“Sanctum” worth seeing once

James Cameron’s newest film, “Sanctum,” deserves more credit than it’s been given, but isn’t worth seeing more than once.

Sanctum worth seeing once

Matthew Okada, Writer

A year after garnering worldwide acclaim for transporting audiences into the mind-blowing 3-D world of Pandora, James Cameron, director of “Titanic” and “Avatar” has produced a new 3-D spectacle, “Sanctum.”

Film appeals to senses

This time however, the camera journeys not to the skies and scenery of another planet, but deep into the core of our own. Relying on crisp, forceful, realistic 3-D effects, powerful emotional struggle and nail-biting suspense, “Sanctum” aims to impress and overpower your senses, sucking you unwillingly into the fathomless cave itself.

Opening intrigues audience

The film opens, somewhat strangely, to a shot of a young man in a wetsuit, suspended in a dark expanse of water, eyes closed, apparently dead. The camera pans and circles slowly, the 3-D imagery already giving you the strange, eerie feeling that you’re sinking alongside the character. Suddenly, his eyes pop open, and the scene switches to the sunny coast of Papua New Guinea. There, you meet Josh McGuire (Rhys Wakefield), the “lifeless” young man from the opening scene, dry, dressed and clearly alive, leaving you to question whether you had just seen the past, the future, or maybe just a dream.

Diverse characters add plotlines

From there, you are introduced to several characters, all of whom are involved in an exploration project to dive into the unexplored depths of a cave system in Papua New Guinea. Most important is Josh’s stolid, gritty, cave-obsessed father, Frank (Richard Roxburgh). Quickly, their father-son relationship is revealed to be cold and broken, apparently aggravated by the absence of Josh’s mother. You also meet the arrogant millionaire financier of the expedition, Carl Hurley (Ioan Gruffud), his attractive but immature girlfriend, Victoria (Alice Parkinson) and Frank’s right-hand man George (Dan Wyllie).

Leaving the states, Josh, Carl and Victoria meet on the coast, and the three take a helicopter ride inland through the forests, towards the mouth of the massive cave system called Esa’ala. The epic cinematography and lush landscape visuals, actually filmed on location in Queensland, Australia, stir up memories of “Avatar,” and once again deliver that frighteningly real 3-D experience in all its glory. Finally, the treetop panoramas gives way to an overhead view of an unbelievably huge hole in the earth, a good quarter mile in diameter, sinking endlessly into blackness.

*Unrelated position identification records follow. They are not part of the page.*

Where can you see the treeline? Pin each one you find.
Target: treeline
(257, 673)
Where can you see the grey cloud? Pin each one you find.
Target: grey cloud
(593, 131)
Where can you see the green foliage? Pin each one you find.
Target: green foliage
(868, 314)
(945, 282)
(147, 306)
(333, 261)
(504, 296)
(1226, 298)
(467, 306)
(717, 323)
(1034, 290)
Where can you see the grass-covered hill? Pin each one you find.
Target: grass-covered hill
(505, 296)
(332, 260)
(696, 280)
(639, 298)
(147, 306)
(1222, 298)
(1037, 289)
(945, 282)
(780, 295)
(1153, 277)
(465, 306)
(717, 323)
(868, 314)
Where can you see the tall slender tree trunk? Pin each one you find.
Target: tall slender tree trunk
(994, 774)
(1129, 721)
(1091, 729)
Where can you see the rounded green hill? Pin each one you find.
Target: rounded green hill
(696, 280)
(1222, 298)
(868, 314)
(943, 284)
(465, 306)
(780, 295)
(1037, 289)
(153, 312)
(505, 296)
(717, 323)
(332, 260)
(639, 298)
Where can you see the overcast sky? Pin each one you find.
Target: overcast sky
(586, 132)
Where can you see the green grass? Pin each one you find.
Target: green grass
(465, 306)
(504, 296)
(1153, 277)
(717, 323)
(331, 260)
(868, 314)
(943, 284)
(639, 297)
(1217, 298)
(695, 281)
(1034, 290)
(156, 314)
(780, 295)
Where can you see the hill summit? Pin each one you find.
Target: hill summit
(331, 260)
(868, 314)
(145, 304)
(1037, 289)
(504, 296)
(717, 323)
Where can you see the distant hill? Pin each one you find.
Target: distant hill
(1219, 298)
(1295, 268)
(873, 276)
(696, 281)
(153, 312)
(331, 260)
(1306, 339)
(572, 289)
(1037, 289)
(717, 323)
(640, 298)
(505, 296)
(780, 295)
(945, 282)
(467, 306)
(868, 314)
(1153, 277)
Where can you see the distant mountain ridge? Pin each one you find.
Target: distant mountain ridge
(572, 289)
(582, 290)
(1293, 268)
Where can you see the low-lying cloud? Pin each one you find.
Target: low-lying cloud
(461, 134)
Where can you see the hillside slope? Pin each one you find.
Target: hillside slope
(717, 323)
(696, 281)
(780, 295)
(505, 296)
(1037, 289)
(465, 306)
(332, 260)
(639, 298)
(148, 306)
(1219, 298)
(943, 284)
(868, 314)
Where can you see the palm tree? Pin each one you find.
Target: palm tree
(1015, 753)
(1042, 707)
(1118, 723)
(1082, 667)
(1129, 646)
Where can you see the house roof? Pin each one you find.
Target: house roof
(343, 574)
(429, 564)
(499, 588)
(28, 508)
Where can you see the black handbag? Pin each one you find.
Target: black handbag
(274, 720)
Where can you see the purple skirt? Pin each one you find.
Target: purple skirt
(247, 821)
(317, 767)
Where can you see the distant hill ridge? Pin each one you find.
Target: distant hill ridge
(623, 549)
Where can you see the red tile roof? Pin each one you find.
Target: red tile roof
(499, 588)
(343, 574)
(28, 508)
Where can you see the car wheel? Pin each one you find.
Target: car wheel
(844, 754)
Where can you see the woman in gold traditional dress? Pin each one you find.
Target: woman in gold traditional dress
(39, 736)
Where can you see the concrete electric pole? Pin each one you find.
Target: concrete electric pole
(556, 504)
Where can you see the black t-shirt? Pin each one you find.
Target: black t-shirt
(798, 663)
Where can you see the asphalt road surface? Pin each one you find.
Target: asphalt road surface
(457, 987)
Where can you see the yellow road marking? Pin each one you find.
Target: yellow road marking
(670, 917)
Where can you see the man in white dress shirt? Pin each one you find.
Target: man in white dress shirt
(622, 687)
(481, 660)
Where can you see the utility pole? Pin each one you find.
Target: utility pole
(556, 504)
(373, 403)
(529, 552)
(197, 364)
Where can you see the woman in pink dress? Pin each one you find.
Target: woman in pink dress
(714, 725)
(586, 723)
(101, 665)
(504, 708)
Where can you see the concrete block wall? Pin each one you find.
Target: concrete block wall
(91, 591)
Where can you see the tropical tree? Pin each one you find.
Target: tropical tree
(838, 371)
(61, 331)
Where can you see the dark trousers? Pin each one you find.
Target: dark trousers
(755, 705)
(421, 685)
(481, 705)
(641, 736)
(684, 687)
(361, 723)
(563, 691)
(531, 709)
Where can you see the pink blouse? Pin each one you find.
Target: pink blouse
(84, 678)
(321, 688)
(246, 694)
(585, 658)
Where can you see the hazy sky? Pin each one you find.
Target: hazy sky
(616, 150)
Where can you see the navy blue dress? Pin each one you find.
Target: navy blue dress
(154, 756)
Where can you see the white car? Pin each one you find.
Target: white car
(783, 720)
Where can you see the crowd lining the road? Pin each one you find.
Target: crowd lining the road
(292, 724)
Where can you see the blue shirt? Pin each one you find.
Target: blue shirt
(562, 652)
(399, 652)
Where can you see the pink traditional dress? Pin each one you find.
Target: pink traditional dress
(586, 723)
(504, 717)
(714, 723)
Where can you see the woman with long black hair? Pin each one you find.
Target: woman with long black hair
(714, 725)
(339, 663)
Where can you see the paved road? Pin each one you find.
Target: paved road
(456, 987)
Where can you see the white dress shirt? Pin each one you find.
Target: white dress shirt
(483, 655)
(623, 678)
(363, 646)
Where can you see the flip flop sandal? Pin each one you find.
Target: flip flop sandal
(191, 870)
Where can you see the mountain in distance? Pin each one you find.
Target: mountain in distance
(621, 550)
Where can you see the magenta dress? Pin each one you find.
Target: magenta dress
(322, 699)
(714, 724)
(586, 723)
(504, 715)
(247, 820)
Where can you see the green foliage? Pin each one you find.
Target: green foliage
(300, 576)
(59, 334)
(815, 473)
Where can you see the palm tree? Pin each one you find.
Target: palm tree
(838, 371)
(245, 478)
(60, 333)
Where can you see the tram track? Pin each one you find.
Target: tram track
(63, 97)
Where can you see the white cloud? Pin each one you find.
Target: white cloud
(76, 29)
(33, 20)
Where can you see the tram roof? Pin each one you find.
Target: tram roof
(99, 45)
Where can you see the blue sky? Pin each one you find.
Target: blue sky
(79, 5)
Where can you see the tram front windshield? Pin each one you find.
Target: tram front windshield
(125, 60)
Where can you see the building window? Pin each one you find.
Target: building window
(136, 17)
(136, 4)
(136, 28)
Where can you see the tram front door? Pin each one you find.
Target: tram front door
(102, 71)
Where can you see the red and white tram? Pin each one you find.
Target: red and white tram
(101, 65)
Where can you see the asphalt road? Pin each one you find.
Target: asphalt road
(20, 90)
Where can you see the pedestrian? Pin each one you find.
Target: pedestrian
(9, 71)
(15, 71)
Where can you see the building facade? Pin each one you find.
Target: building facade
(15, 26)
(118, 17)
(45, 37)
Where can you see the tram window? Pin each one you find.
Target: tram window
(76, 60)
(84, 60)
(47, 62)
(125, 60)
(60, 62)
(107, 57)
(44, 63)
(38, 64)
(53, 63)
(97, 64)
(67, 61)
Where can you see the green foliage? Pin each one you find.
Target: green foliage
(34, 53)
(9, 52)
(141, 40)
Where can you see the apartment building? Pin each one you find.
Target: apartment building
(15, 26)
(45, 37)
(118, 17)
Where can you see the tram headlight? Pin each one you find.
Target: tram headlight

Meanwhile Frank and his team are holed up at what they call “Forward Base,” thousands of feet down in the cave’s maze-like passages, searching in earnest for the next step in the dive. Ultimately hoping to follow the flow of water out of the cave and into the ocean, the team is hell-bent on finding the elusive route into new territory. The stall in their progress leads to conflict between Carl and Frank, revealing Carl’s egotism, Frank’s stubbornness and the trouble the two will cause.

Uniting leads to drama

Eventually, the entire team is united at Forward Base, where tensions and tempers flare after the death of one of the female team members–– the first of many scenes of panic and death to come. The enmity between Josh and his father explodes as blame and disappointment blast an even deeper rift between the two. Soon, however, there are much bigger problems to worry about, as a massive storm on the surface becomes a cyclone and begins to flood the cave system. From there on, the film becomes a dark, claustrophobic, oxygen-deprived, soaking-wet battle for survival. The team pushes deeper into the cave, fighting exhaustion, rivers of freezing cold water, dwindling resources and each other.

Though “Sanctum” is neither the entertainment gem of the year, nor remotely suitable for anyone with a fear of tight spaces, darkness, drowning or dead bodies, it does deserve a little more credit than it has critically received. It absolutely succeeds in smothering you with both the beauty and the terror of the cave, which becomes something of a character all its own. The acting, characters and plot are, on some accounts, stale, but the movie is worth seeing once–– and only once–– for the charged sense of awe, fear and intensity it inspires. At the least, “Sanctum” will have you holding your breath until the bitter end.